In the present study, we investigated the role of the IAP family members in the oral cancer cell line. Compared with the control group, cells treated with limocitrin decreased cIAP-1, XIAP, and HSP-27 protein expression. In addition, we wanted to find out if IAP knockdown could make oral cancer cells more susceptible to apoptosis and how much each of cIAP-1, XIAP, and HSP-27 contributes to this process. Protein-level knockdown of cIAP-1, XIAP, and HSP-27, either separately or in combination, was further assessed by western blotting (Fig. 6C–E), which showed a notable decrease in the targeted protein. Si-XIAP decreased cleaved caspase-3 expression. XIAP directly inhibits the activity of caspase-3 expression to induce the apoptotic cascade25. Furthermore, XIAP knockdown decreased cleaved PARP, caspase-3, and caspase-8, which was reversed after limocitrin treatment.
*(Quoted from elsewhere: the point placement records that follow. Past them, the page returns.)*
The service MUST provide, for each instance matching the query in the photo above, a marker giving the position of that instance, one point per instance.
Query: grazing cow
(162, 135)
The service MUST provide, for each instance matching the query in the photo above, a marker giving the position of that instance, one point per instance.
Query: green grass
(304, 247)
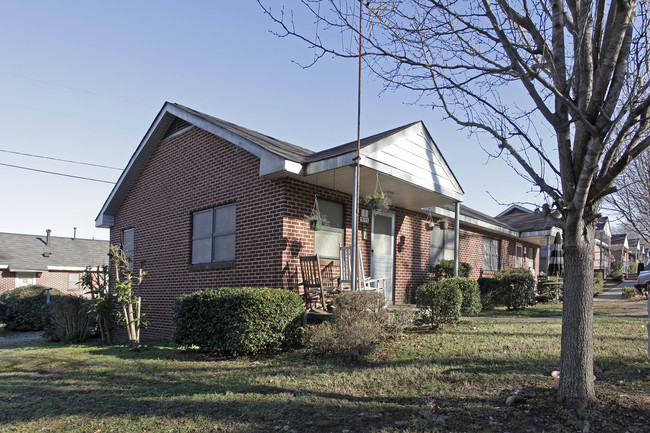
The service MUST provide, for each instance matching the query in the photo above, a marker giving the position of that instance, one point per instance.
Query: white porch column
(456, 237)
This data suggests that limocitrin induced apoptosis by inhibiting XIAP expression and by inducing cleaved caspase-3 and -8 expression.

In conclusion, our results reveal a unique action mechanism of limocitrin on ERK signaling pathways (Fig. 7). Limocitrin triggers cell apoptosis by inducing Bak, Bax and decreasing Bcl2 and Bcl-xL expression; it may lead to cell cycle arrest at the G2/M phase by inhibiting the activity of cell cycle proteins such as cyclin E1, E2, CDK2, CDK4, and CDK6, thereby increasing p21 expression. Limocitrin treatment significantly decreased ERK phosphorylation and further combination of ERK inhibitor (U0126) with limocitrin-induced cleaved caspase-3, -8, and PARP expression in both SCC-9 and SCC-40 cell lines. Limocitrin induced apoptosis in oral cancer cells by inhibiting XIAP expression, which further induced caspase-3 and caspase-8 expression. These findings highlight the potential of G-Rh2 as a therapeutic agent for the treatment of oral cancer.

Fig. 7
figure 7

The schematic diagram of limocitrin-induced apoptosis in oral cancer cells.